Sempre que alguém diz “normalmente fazemos assim”, existe um risco.

Normalmente quem aprova?

Normalmente quem pode cadastrar?

Normalmente qual valor sobe para a direção?

Normalmente onde registramos esse fornecedor?

Um bom sistema transforma “normalmente” em regra.

Não para engessar a empresa, mas para que a operação continue funcionando quando pessoas mudam, equipes crescem ou o volume aumenta.

Esse é um dos sinais mais importantes de profissionalização.

O processo deixa de existir apenas na cabeça das pessoas.

Passa a existir na estrutura.

Controle financeiro é uma arquitetura de responsabilidade

No fim, governança financeira não trata apenas de dinheiro.

Trata de responsabilidade.

Quem decide.

Quem executa.

Quem enxerga.

Quem aprova.

Quem responde por uma determinada faixa de valor.

Quando essas respostas estão claras, o financeiro consegue crescer com mais organização.

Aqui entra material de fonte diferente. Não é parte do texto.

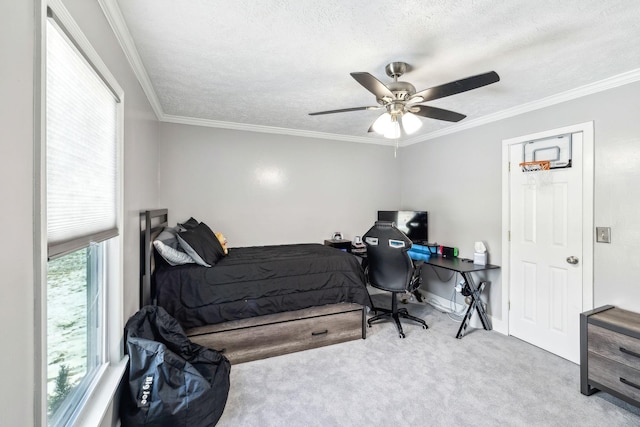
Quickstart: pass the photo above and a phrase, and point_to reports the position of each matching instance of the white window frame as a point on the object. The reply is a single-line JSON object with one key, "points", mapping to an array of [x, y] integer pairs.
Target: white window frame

Quando não estão, o crescimento apenas aumenta a quantidade de exceções.

E exceções são caras.

Consomem tempo.

Geram dúvidas.

Criam retrabalho.

Se todas as despesas da sua empresa ainda dependem das mesmas pessoas para serem aprovadas, talvez o problema não seja excesso de zelo. Pode ser ausência de uma política clara de acessos, escopos e alçadas capaz de combinar autonomia com controle.